Activity 1: Touring Mammoth Cave
Have students pretend they were one of the people who made an actual tour of the cave with Bishop in 1848. They are to write a letter to a friend describing Mammoth Cave and their experience on the tour. They may use a standard encyclopedia to obtain additional information about Mammoth Cave. Have students compare their letters and discuss the need for guides when touring potentially dangerous places.
Activity 2: Caring for Local Resources
Have students list some of the places in their community or region that are visited by tourists or are of special interest to the inhabitants of the community. They might start the list by thinking of school field trips they have taken. Then ask students to name one of their community’s established natural or historic resources. This is a place which is felt to be so important that it must be specially cared for to ensure that it will exist for future citizens. Have students investigate how preservation of that site is funded. Working in small groups, ask students to identify another site, one that they think ought to be preserved, but which is not yet protected. Have the groups devise a conservation plan for their site.

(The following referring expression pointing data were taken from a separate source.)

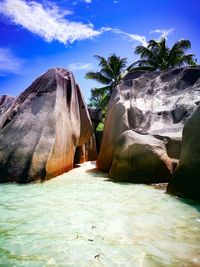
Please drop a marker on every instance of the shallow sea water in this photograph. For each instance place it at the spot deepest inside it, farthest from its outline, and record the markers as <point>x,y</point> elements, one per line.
<point>81,219</point>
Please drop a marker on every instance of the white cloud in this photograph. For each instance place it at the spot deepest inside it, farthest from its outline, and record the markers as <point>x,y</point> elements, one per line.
<point>132,36</point>
<point>79,66</point>
<point>47,21</point>
<point>8,62</point>
<point>163,32</point>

Activity 3: Luring the Public to a Special Place
Mammoth Cave’s most striking feature is its vast, incomprehensible size. From the earliest times it drew visitors who ranged from those who wanted to explore its total extent to those who simply wanted to gaze at some of its incredible natural formations. It is easy to see why tourists were drawn to this remarkable natural property, and why the Kentucky National Park Commission hoped to keep them coming. Ask students if any of the natural or historic features on the list they generated for Activity 2 has the potential to draw tourist dollars to the region. Have them investigate state or local agencies that promote tourism. Then they should find out how those agencies describe the area and its resources. After studying existing brochures or taking walking tours, have each student develop an advertisement for the state’s natural or historic resource they find most interesting. Have students exchange brochures and discuss the region’s attractions. They might find it helpful to visit the state tourism agency or a local chamber of commerce for background information.